What You Need to Consider When Starting a Remote-Based Business

A remote-based business can be a blessing and a curse at the same time. On one end, you eliminate a huge expense, since you don’t need a large office, but on the other hand your entire team is spread out across the world and in different time zones.

But, if you do it right, and take several things into consideration, you can build a highly effective remote team to conquer any niche and industry. What are those things? Let’s let some top business experts help explain.

Establish one company-wide communication channel.

With everyone being spread out, communication is key to keeping everyone on the same page. You need to have one central communication channel that everyone uses.

“Pick one communication option and stick to it,” suggests Oliver James of Perth Web Design. “A tool like Slack is great because it keep all messages and files in one space, which can be accessed at any time by the entire team.”

Slack also allows you to set certain permissions for each user, so it’s not a complete free for all. The last thing you want to do it let some people use an IM client, some use email and then other means of communication. One channel will keep you organized.

Have a home office address.

This is something that many forget when they operate remotely. You need a business address, even if you don’t have an office.

“If you don’t set up a dedicated office address you run the risk of having your personal address made public, as a lot of business directories use information generators that just scrub the internet to find information,” says Pedro Del Nero of Vaporizer Vendor. “You don’t want the address you use on your company documents to be listed, so set up a virtual mailbox in the beginning and use that for everything.”

You can get virtual business addresses with mail forwarding service for around $99 per month. It’s worth it just to keep your personal address private.

Use a phone or video conferencing system.

While communicating on Slack is great, often times you need to communicate “in-person” but being remote that is hard.

“A video conferencing system can be set up easily and inexpensively, so take advantage and use that when you would normally need a face-to-face,” says Darryl Howard of Blogger Tips. You don’t want your team to always use this, because a lot of times a quick Slack message will do, but if more detailed communication and explanation is needed this will help ensure that some messages and points will not be misunderstood.

Uber Conference is the premier video conferencing system and you can get started with it for free, for up to 10 participants.

Regular communication and meetings is needed.

One of the best things you can do is have a daily motivational call, even if it’s just 3 minutes. You can do it via voice or video, whatever is easier. Again, you want to keep it short.

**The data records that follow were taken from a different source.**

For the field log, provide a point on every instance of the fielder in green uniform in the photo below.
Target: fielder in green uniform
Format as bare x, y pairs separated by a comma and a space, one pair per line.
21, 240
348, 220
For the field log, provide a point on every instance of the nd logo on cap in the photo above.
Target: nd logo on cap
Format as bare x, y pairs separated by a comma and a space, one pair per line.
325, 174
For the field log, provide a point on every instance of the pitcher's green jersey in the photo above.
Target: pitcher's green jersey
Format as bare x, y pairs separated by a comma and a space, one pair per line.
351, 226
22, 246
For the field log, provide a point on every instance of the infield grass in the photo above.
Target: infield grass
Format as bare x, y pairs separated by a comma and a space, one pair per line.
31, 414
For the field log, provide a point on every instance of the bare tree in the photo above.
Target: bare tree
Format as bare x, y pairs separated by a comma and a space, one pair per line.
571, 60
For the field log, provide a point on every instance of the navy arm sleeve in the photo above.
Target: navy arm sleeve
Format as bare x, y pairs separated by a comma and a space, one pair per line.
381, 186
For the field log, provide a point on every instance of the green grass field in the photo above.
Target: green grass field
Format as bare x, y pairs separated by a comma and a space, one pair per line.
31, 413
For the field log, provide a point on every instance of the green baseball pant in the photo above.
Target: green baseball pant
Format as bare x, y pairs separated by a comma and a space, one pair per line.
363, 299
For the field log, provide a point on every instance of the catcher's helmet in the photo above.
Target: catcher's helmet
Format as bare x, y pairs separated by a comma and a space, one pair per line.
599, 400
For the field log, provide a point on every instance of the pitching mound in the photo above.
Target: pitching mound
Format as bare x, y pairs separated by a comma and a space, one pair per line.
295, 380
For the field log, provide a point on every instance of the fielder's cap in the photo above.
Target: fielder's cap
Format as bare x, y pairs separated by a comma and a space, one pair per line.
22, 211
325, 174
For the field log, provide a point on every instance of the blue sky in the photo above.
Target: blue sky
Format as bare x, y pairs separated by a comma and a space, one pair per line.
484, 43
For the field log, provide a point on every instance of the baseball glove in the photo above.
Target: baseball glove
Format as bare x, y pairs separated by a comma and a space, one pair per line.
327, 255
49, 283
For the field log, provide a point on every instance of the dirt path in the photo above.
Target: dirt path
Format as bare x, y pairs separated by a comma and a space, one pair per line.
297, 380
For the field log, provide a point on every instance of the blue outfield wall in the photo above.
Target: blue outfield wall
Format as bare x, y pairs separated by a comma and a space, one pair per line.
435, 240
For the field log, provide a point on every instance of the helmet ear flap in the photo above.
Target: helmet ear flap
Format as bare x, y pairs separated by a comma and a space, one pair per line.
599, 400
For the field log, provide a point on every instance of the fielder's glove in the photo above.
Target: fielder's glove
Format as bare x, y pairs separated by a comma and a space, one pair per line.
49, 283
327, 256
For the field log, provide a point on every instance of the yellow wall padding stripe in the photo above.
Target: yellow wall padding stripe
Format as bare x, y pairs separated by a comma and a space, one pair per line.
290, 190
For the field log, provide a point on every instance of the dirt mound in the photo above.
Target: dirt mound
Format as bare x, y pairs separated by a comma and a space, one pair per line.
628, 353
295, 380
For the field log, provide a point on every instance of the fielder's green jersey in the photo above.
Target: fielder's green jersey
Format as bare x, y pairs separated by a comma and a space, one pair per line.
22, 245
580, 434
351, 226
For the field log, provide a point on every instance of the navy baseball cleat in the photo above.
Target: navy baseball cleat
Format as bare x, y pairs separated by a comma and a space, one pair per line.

“A morning ‘pump up call’ is a great way to get everyone ready to go for the day, but also a good way to remind them that they are all part of a much bigger picture,” says Chris Moberg of Slumber Search. “Being remote can be lonely to some, especially if they are used to an in-person team environment. A quick call for a couple minutes reminds everyone that they are a big team”

Consider a time-tacking tool for staff management.

One of the hardest parts of remote management is making sure everyone is doing their job. For lower level team members and new hires you might want to consider a time tracking tool.

“A tool like Time Doctor is a great option for remote teams,” says April Gillmore of clickfirstmarketing.com. “It’s a SaaS product that keeps track of team members’ online activity, while recording screen usage and also sending managers screenshots. This can help spot team members that are slacking or spending a little too much time on Facebook.”

While you don’t want to micro-manage, your team needs to know that they are there to complete a job, and just because they are remote they shouldn’t slack off more than they would in a traditional office setting.

Hold accountable and take action if needed.

So, what happens if you find out that some remote team members are slacking and not carrying their weight?

“If you find some remote employees are not performing as required, you need to take action,” says Ignacio Soria of CANN & Co., a company you can learn more about here. “Being remote, if someone isn’t pulling his or her weight, it can have a devastating trickle down effect. Hold everyone accountable and fire and replace if need be.”

If someone is slacking, start to keep detailed notes so you can bring it to their attention if you impose disciplinary action, like a warning, or even letting them go. You want to have everything in writing to protect yourself.

Put in extra work to make it feel like a team environment.

You have to make sure that everyone feels like they are all part of the team, and every role contributes to the success of the company. You could be a health blog, with writers, editors, graphic designers, SEO team members and an advertising department. They all need to feel important.

“Have regular conference calls or better yet, video calls, so everyone can see each other,” says Andrew Tran of weighted blanket company Therapy Blanket. “The more you can make it ‘feel’ like everyone is together, the stronger the team will be.

You can also do things like host internal competitions to keep everyone pushing hard. Something as simple as making the results public helps to keep everyone pushing toward the same goals.